Matrices x_tr and y_tr all have the shape of (60000, 28, 28), which means: There are 60000 images. Each image has 28 rows. Each row has 28 pixels, which represent an intensity from 0 to 255
The first line of code normalized the values, which I understand. I don’t get why the second line of code flattens each image into one single vector, instead of keeping the rows segmented. This results in 60000 images which have 784 pixels.
Why do we do this? The original shape of the matrices seems more organized to me. Can somebody please explain?
Flattening an image into a vector is a standard technique in machine learning.
Most of the tools we use expect each example to be a vector. This is mathematically a very efficient representation.
It’s not obvious why, but the method works perfectly well. It’s only your brain’s visual system that requires the pixels in each row be adjacent to each other. The ML learning algorithm doesn’t have this requirement, since it doesn’t have a 2D retina surface. ML is perfectly happy if adjacent pixels are mathematically distributed.

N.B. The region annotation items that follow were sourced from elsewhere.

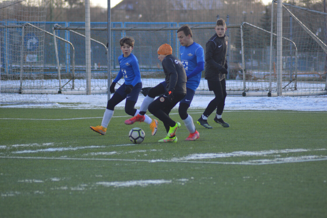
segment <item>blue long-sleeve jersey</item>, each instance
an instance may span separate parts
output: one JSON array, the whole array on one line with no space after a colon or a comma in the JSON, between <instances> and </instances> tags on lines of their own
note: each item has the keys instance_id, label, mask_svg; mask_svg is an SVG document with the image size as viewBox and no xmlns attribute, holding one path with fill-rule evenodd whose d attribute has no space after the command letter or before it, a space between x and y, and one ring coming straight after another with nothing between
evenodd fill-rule
<instances>
[{"instance_id":1,"label":"blue long-sleeve jersey","mask_svg":"<svg viewBox=\"0 0 327 218\"><path fill-rule=\"evenodd\" d=\"M122 54L118 57L118 61L120 69L113 82L117 82L123 77L126 85L131 84L134 86L141 82L139 61L134 55L131 53L125 58Z\"/></svg>"},{"instance_id":2,"label":"blue long-sleeve jersey","mask_svg":"<svg viewBox=\"0 0 327 218\"><path fill-rule=\"evenodd\" d=\"M195 42L187 46L181 46L180 56L188 78L186 87L195 91L199 86L201 73L204 69L203 48Z\"/></svg>"}]
</instances>

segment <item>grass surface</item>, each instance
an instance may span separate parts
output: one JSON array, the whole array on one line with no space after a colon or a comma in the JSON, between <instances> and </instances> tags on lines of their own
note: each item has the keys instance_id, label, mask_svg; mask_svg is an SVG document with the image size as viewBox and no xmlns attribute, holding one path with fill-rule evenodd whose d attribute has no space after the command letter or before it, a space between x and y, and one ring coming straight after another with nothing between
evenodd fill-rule
<instances>
[{"instance_id":1,"label":"grass surface","mask_svg":"<svg viewBox=\"0 0 327 218\"><path fill-rule=\"evenodd\" d=\"M178 141L159 143L162 122L152 136L123 110L93 132L104 111L0 108L0 217L326 217L326 112L225 112L190 142L173 111Z\"/></svg>"}]
</instances>

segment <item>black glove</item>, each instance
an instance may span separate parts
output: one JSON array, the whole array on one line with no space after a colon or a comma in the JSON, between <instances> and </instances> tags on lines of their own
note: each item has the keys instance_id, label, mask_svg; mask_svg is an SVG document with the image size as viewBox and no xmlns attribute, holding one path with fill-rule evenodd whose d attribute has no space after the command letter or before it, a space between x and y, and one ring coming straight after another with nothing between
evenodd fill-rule
<instances>
[{"instance_id":1,"label":"black glove","mask_svg":"<svg viewBox=\"0 0 327 218\"><path fill-rule=\"evenodd\" d=\"M174 99L174 96L173 95L173 92L171 91L168 91L164 94L164 97L167 98L167 100L171 102Z\"/></svg>"},{"instance_id":2,"label":"black glove","mask_svg":"<svg viewBox=\"0 0 327 218\"><path fill-rule=\"evenodd\" d=\"M224 67L221 68L221 69L220 70L220 72L223 74L227 74L228 73L228 71Z\"/></svg>"},{"instance_id":3,"label":"black glove","mask_svg":"<svg viewBox=\"0 0 327 218\"><path fill-rule=\"evenodd\" d=\"M140 92L143 94L145 96L146 96L147 95L147 93L149 93L150 89L152 87L145 87L142 88L142 91Z\"/></svg>"},{"instance_id":4,"label":"black glove","mask_svg":"<svg viewBox=\"0 0 327 218\"><path fill-rule=\"evenodd\" d=\"M132 89L134 87L132 85L126 85L126 88L125 88L125 92L127 94L129 94L132 91Z\"/></svg>"},{"instance_id":5,"label":"black glove","mask_svg":"<svg viewBox=\"0 0 327 218\"><path fill-rule=\"evenodd\" d=\"M112 83L111 83L111 85L110 86L110 87L109 88L109 90L110 91L110 93L113 93L115 92L115 85L116 85L116 83L114 82L112 82Z\"/></svg>"}]
</instances>

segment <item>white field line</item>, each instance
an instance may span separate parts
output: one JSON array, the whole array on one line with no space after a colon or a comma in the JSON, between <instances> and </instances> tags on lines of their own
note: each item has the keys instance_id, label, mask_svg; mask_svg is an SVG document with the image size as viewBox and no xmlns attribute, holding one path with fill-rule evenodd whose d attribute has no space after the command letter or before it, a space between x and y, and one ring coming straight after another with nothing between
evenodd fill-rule
<instances>
[{"instance_id":1,"label":"white field line","mask_svg":"<svg viewBox=\"0 0 327 218\"><path fill-rule=\"evenodd\" d=\"M312 156L310 156L310 157ZM300 159L296 159L296 158L293 160L288 160L286 161L283 161L283 158L278 158L280 160L279 161L271 161L268 162L267 160L264 160L265 161L261 163L253 163L250 162L221 162L217 161L174 161L172 160L137 160L129 159L114 159L106 158L73 158L69 157L19 157L19 156L0 156L0 158L16 158L16 159L40 159L43 160L95 160L101 161L129 161L134 162L147 162L148 163L157 163L158 162L164 162L165 163L188 163L196 164L232 164L236 165L266 165L267 164L275 164L286 163L300 163L301 162L307 162L313 161L319 161L322 160L327 160L327 156L323 156L322 158L317 159L303 159L305 157L302 157Z\"/></svg>"},{"instance_id":2,"label":"white field line","mask_svg":"<svg viewBox=\"0 0 327 218\"><path fill-rule=\"evenodd\" d=\"M204 110L201 111L198 111L199 112L188 112L187 113L189 114L202 114L204 111ZM312 111L255 111L256 112L260 112L260 113L316 113L316 114L327 114L327 112L326 111L315 111L315 112L312 112ZM253 111L224 111L224 113L226 113L228 112L254 112ZM148 116L153 116L153 115L149 113L149 114L147 114ZM169 114L169 115L175 115L178 114L178 113L170 113ZM113 116L112 118L120 118L120 117L130 117L130 116L129 115L126 116ZM34 119L34 118L0 118L0 119L13 119L13 120L71 120L74 119L98 119L101 118L103 118L102 117L85 117L85 118L66 118L65 119Z\"/></svg>"}]
</instances>

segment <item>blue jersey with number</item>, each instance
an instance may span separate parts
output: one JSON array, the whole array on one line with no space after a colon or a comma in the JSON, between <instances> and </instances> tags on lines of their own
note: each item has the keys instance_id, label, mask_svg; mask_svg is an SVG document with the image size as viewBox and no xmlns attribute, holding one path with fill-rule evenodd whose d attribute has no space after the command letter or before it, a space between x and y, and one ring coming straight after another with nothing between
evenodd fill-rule
<instances>
[{"instance_id":1,"label":"blue jersey with number","mask_svg":"<svg viewBox=\"0 0 327 218\"><path fill-rule=\"evenodd\" d=\"M197 67L198 62L204 62L203 48L195 42L187 47L181 46L180 47L180 56L188 78L188 75ZM201 72L202 71L199 71L196 75L187 80L186 83L187 88L194 90L197 89L200 84Z\"/></svg>"},{"instance_id":2,"label":"blue jersey with number","mask_svg":"<svg viewBox=\"0 0 327 218\"><path fill-rule=\"evenodd\" d=\"M131 53L125 58L122 54L118 57L118 61L120 70L113 82L117 82L122 77L124 77L126 85L131 84L134 86L141 82L139 61L134 55Z\"/></svg>"}]
</instances>

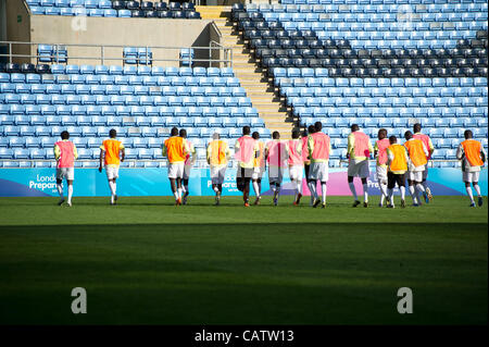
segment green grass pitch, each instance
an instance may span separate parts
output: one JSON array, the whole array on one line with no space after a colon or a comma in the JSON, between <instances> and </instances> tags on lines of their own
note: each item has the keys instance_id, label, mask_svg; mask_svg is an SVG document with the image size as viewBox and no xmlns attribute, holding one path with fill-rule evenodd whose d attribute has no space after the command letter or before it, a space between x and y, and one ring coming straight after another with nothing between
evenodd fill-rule
<instances>
[{"instance_id":1,"label":"green grass pitch","mask_svg":"<svg viewBox=\"0 0 489 347\"><path fill-rule=\"evenodd\" d=\"M487 324L487 198L263 200L0 198L0 324Z\"/></svg>"}]
</instances>

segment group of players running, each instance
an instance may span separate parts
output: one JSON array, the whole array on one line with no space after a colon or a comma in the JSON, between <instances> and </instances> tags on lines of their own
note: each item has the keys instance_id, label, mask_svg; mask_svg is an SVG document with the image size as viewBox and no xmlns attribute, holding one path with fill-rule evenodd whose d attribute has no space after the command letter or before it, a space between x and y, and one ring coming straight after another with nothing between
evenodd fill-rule
<instances>
[{"instance_id":1,"label":"group of players running","mask_svg":"<svg viewBox=\"0 0 489 347\"><path fill-rule=\"evenodd\" d=\"M379 207L387 202L388 208L394 208L393 189L398 185L401 194L401 207L405 203L405 181L412 197L413 207L422 205L421 196L426 203L432 199L431 191L427 185L428 160L435 148L428 135L422 134L421 124L416 123L413 133L404 134L403 145L398 144L396 136L388 137L387 131L378 131L378 139L373 147L368 136L360 131L359 125L351 126L348 136L347 158L348 184L354 198L353 207L361 205L358 198L354 177L359 177L363 185L363 206L368 207L369 177L368 161L372 157L376 159L376 179L378 182L381 197ZM111 205L117 201L116 179L118 168L124 161L124 145L116 138L116 131L111 129L110 138L103 140L100 146L99 171L105 168L109 187L111 190ZM481 144L473 139L473 133L465 131L465 140L462 141L456 151L456 157L462 161L463 181L471 207L475 207L475 200L471 184L477 193L478 206L482 206L482 197L478 185L479 173L486 161L486 152ZM322 205L326 208L326 193L328 181L328 162L331 154L331 142L328 135L324 134L323 125L316 122L301 133L292 131L290 140L280 140L280 134L274 132L272 139L264 142L260 134L251 134L249 126L242 128L242 136L236 140L234 158L237 161L237 187L243 194L244 207L250 206L250 184L255 194L254 205L260 205L262 198L261 182L266 168L268 168L268 182L273 193L273 202L278 205L284 173L289 170L289 177L294 187L293 205L299 205L302 197L302 181L305 173L308 188L311 193L310 206L317 208ZM168 178L175 205L187 205L189 195L188 183L190 171L197 159L197 151L187 139L185 129L171 129L171 136L163 144L163 157L168 160ZM72 206L74 161L77 159L76 146L70 141L67 132L61 133L61 141L54 145L54 157L57 160L57 188L60 194L59 205L65 201L63 195L63 178L68 186L67 206ZM218 133L214 133L212 140L206 146L206 161L211 170L212 188L215 191L215 205L221 203L223 184L231 152L226 141L221 139ZM321 186L322 198L319 199L318 186Z\"/></svg>"}]
</instances>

There are methods for handling images as 2D objects, such as convolutional neural networks. These are much more computationally expensive, so are only used in situations where the benefits are worth the cost.
Auto encoder aims to compress the input. Now, if we wanted to represent an image of 784 pixels with just 2 pixels, retaining multiple dimensions won’t work.

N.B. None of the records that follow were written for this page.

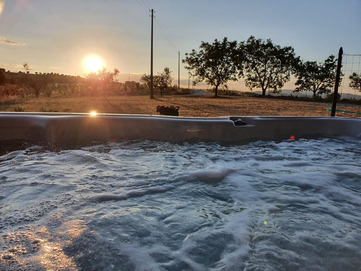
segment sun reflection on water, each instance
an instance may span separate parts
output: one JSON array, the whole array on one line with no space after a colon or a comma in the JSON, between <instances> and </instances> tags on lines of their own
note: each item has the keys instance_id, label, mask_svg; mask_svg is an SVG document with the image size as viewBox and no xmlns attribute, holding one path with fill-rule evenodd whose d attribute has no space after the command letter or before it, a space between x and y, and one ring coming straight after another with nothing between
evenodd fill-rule
<instances>
[{"instance_id":1,"label":"sun reflection on water","mask_svg":"<svg viewBox=\"0 0 361 271\"><path fill-rule=\"evenodd\" d=\"M60 219L62 216L57 216ZM30 226L23 231L3 234L0 237L0 266L9 270L77 270L73 258L63 249L85 229L83 221L76 220L63 223L59 230L53 233L46 227Z\"/></svg>"}]
</instances>

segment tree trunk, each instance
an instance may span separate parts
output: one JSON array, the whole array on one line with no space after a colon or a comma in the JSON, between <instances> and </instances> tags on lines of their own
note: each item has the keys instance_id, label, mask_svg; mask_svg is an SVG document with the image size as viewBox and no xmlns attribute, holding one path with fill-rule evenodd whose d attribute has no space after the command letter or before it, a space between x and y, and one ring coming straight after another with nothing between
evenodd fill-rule
<instances>
[{"instance_id":1,"label":"tree trunk","mask_svg":"<svg viewBox=\"0 0 361 271\"><path fill-rule=\"evenodd\" d=\"M266 96L266 89L264 89L263 87L262 87L262 97L264 97Z\"/></svg>"}]
</instances>

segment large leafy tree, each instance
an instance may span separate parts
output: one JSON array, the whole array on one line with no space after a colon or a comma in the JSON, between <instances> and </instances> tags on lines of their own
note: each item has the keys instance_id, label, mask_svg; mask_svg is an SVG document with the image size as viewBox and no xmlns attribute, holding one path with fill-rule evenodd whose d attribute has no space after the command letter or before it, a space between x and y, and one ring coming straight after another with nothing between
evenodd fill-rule
<instances>
[{"instance_id":1,"label":"large leafy tree","mask_svg":"<svg viewBox=\"0 0 361 271\"><path fill-rule=\"evenodd\" d=\"M330 93L335 83L337 66L337 60L332 55L323 62L300 61L296 70L297 80L295 83L299 86L293 92L312 91L314 98L319 95Z\"/></svg>"},{"instance_id":2,"label":"large leafy tree","mask_svg":"<svg viewBox=\"0 0 361 271\"><path fill-rule=\"evenodd\" d=\"M348 79L350 79L348 85L350 87L361 92L361 74L358 74L354 72L348 76Z\"/></svg>"},{"instance_id":3,"label":"large leafy tree","mask_svg":"<svg viewBox=\"0 0 361 271\"><path fill-rule=\"evenodd\" d=\"M281 47L273 44L271 40L256 39L251 36L247 42L242 42L239 50L240 61L244 65L246 86L262 90L262 96L268 89L279 93L286 82L289 81L298 57L291 46Z\"/></svg>"},{"instance_id":4,"label":"large leafy tree","mask_svg":"<svg viewBox=\"0 0 361 271\"><path fill-rule=\"evenodd\" d=\"M118 82L117 77L119 74L119 70L114 69L113 72L110 72L104 68L96 72L92 72L86 77L86 82L92 87L97 90L100 88L103 92L103 95L105 96L110 88L114 86L114 84Z\"/></svg>"},{"instance_id":5,"label":"large leafy tree","mask_svg":"<svg viewBox=\"0 0 361 271\"><path fill-rule=\"evenodd\" d=\"M163 96L164 90L170 86L173 79L172 71L168 67L166 67L162 72L158 72L158 75L154 77L154 85L160 90L161 96Z\"/></svg>"},{"instance_id":6,"label":"large leafy tree","mask_svg":"<svg viewBox=\"0 0 361 271\"><path fill-rule=\"evenodd\" d=\"M228 41L225 37L222 41L216 39L212 44L202 41L199 48L199 52L193 49L191 53L186 53L182 63L186 64L184 67L197 81L205 80L214 86L217 98L218 87L222 85L226 87L228 81L236 81L238 69L242 72L242 63L237 61L240 58L237 41Z\"/></svg>"}]
</instances>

Hi @balaji.ambresh! I appreciate your answer. However, I don’t understand what you are trying to do with both modes. I don’t understand the differences in their architecture and functionality. Could you please elaborate a bit more, if possible?
model1 uses unflattened inputs i.e. each row is of shape (28, 28). Output for each row is of shape (28, 2). This doesn’t satify the need to represent the entire image by 2 pixels.
model2 uses flatenned inputs i.e. each row is of shape (784, ). Output of each row is of shape (2,). This means that the entire image is represented by 2 pixels which is what we want.
use model1.summary() and model2.summary() to look at the architecture and output shapes of both models.